The phrase "Dog Show" conjures up images of elite purebreds strutting their stuff in the spotlight in front of an awe-struck crowd at a major venue. A solemn announcer intones the dog’s name and breed, and a panel of intense judges examines every detail about the dog’s physique, attitude, and performance. There’s a palpable sense of tension in the air as the public awaits the names of the best-of-the-best dogs.
Sure, that's one type of dog show. But we’d like to propose a new movement: Dog shows for the rest of us. These would be fun, inviting, informal, DIY (do it yourself) gatherings of dogs and dog lovers in neighborhoods across the country.
A few suggestions for your dog show
Venue. Choose a venue that can accommodate all the dogs and dog-loving humans you want to attend. If you’re planning a small group, someone’s home may work. Larger groups can get together in dog-friendly venues in your town, like the local dog park. (Make sure you have the town’s permission first.)
Admission fee. You can use your dog show as a fundraiser for a local animal shelter. Simply charge a modest fee at the "door," and make sure people know your show will benefit the shelter.

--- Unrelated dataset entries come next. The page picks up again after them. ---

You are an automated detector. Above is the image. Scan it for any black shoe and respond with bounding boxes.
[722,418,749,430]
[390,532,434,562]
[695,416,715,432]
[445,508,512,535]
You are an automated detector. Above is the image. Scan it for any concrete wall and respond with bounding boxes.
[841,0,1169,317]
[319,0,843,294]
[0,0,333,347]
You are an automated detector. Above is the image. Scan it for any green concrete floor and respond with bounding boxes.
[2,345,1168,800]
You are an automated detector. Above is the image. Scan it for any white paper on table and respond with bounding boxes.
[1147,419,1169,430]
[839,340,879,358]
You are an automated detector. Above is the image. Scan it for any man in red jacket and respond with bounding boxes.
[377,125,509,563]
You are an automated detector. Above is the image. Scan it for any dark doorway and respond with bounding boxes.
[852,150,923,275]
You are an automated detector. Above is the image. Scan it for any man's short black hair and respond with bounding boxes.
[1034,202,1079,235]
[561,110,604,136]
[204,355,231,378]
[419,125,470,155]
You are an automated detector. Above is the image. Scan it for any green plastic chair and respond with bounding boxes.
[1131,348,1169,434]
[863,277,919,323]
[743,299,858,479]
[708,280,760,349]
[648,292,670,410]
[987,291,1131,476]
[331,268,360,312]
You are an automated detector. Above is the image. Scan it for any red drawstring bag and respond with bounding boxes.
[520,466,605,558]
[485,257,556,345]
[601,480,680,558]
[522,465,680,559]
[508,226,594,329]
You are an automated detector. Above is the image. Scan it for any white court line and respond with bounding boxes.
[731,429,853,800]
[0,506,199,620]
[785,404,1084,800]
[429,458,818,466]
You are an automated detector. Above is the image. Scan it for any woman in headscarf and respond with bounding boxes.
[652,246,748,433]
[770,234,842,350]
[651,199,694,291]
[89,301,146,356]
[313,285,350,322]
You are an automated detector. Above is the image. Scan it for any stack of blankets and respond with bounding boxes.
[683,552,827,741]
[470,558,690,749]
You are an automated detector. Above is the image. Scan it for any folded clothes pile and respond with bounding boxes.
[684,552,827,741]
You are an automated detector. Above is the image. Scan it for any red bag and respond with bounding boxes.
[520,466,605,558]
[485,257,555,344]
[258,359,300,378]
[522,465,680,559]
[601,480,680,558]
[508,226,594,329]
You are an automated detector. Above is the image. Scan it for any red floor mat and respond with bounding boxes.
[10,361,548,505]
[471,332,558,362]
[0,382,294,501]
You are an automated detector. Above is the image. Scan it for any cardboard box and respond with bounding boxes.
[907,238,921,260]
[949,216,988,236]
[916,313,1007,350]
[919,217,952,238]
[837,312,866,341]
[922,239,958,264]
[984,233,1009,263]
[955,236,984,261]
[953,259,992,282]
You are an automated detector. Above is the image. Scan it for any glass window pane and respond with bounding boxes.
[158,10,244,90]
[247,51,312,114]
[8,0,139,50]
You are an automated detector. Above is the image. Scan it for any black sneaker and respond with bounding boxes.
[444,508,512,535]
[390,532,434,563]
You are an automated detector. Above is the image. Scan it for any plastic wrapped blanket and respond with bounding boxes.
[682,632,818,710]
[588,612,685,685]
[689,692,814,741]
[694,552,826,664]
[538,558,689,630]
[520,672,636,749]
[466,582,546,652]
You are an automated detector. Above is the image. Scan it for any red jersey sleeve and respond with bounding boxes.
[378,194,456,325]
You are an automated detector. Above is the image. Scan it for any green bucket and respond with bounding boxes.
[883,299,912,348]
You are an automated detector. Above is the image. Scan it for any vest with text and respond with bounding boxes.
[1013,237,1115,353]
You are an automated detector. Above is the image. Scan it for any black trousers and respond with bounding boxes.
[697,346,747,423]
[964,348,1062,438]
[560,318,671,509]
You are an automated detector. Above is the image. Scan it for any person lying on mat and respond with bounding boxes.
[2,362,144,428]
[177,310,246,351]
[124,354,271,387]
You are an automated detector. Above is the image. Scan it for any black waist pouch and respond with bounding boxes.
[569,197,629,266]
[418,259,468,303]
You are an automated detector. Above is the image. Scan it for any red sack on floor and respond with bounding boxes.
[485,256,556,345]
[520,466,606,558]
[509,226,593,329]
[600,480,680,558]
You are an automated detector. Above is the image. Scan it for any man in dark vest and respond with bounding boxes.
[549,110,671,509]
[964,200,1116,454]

Entry fee. You may want to consider charging a modest entry fee to help defray the costs of venue rental, prizes, and snacks for the gathered dog lovers. Of course, to be as inclusive as possible, you may want your event to be totally free of entry or admission fees.
Prizes. The idea behind this type of inclusive, bring-your-own-pooch dog show is that every dog is a winner. So consider awarding prizes for a wide range of fun categories. For example:
- Fuzziest face
- Eyes that make you say, "Ahwwww."
- Fastest tail wag
- Funniest sitting position
- Wettest nose
- Most likely to lick a total stranger
- Happiest "Happy Dance," etc.
And since this is a local, low-key event, you don’t need expensive trophies. For awards, simply have some of the neighborhood children design colorful certificates!
Publicity. You don’t need a public relations expert to get the word out. You can easily—and affordably—publicize your local dog show with posters, flyers, Facebook posts, Tweets, and word of mouth. Keep it simple. Keep it fun. Keep it local.
Special guests. If your dog show is raising funds for a local animal shelter, invite some of those dogs to the event. That way the public will meet those deserving dogs in person—and a few may get adopted on the spot! If you expect a large enough crowd, local politicians may take an interest in the event. And once they start spreading the word, you can expect even more people (and their dogs) to attend.